• NWEA-MAP Assessment

    Given to all kindergarten through eighth-grade students, MAP assessments are untimed achievement tests taken on computers that measure a student's skills in math and reading.  All students take the assessment in the fall, winter, and spring.  MAP tests are aligned to the Common Core State Standards. 
    MAP tests measure a student's individual progress or growth in school each year. The tests are tailored to each student's achievement level. The testing software acts to instantly analyze the student's response to each test item. It then determines the appropriate difficulty level to present throughout the remainder of the test so that students take a test that is just right for them — not too hard or too easy— for a more accurate picture of their instructional level.
    Student scores are linked to a learning continuum, a tool that informs teachers of skills that each student is ready to learn. This teacher resource is used in planning instruction for large groups, small groups, and individual students.
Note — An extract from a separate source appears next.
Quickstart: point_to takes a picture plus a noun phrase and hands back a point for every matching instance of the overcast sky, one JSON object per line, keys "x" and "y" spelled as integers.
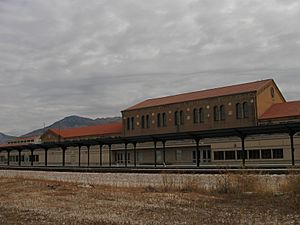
{"x": 94, "y": 58}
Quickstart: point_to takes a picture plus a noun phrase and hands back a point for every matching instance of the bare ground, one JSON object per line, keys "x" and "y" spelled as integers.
{"x": 39, "y": 202}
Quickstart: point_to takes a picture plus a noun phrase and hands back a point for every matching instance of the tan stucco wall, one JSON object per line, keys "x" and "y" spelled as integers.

    What do MAP tests cover?

    Each MAP test is made up of goals aligned to the Common Core State Standards. Goals for math include operations and algebraic thinking, number and operations, geometry, and measurement and data at the K-5 level.  At the 6-8 level, goals include operations and algebraic thinking, the real and complex number systems, geometry, and statistics and probability. Goals for reading include literature, informational text, and vocabulary acquisition and use.

    Do all students take the same test?

    No.  MAP assessments are designed to target a student’s academic performance in reading and math.  Tests are tailored to each child’s current achievement level.  The computer adjusts the difficulty of the questions so that each student takes a unique test.

    Some Terms used in testing:

    Measures of Academic Progress (MAP): computer-administered tests that result in a RIT Scale score.
     RIT Scale score: a measure of individual achievement. It shows a student's current achievement level along the learning continuum. The RIT Scale was developed by Northwest Evaluation Association (NWEA). The score is unrelated to the age or grade of the student but reflects the level at which the student is currently performing.
    Percentile scores: are used to compare a student to a larger group of students in the same grade. Percentile means a student scores as well as or better than that percent of students taking the test in his or her grade at the same point in the school year. NWEA-MAP tests are normed frequently using a sample consisting of several million children throughout the United States.
    Norm-referenced tests: compare student performance to that of other students nationwide.   Norm-referenced tests show where students stand in relation to their peers, not to a defined standard of achievement.
  • Illinois Snapshot of Early Literacy (ISEL) Spring and Fall Assessments

    Kindergarten students take the Illinois Snapshot of Early Literacy (ISEL) test in both fall and spring. The test is used to help identify students who may be in need of extra reading support. The test gives teachers feedback on areas such as alphabet recognition, listening comprehension, phonemic awareness, and concepts of word and print. The ISEL test is aligned with the goals of the Illinois Reading Initiative and reflects National Standards for Reading and the Illinois Learning Standards.

    PARCC - The Partnership for Assessment of Readiness for College and Careers

    PARCC is a consortium of 18 states plus the District of Columbia and the U.S. Virgin Islands working together to develop a common set of K-12 assessments in English and math anchored in what it takes to be ready for college and careers.
    These new K-12 assessments will build a pathway to college and career readiness by the end of high school, mark students' progress toward this goal from 3rd grade up, and provide teachers with timely information to inform instruction and provide student support. The PARCC assessments will be ready for states to administer during the 2014-15 school year.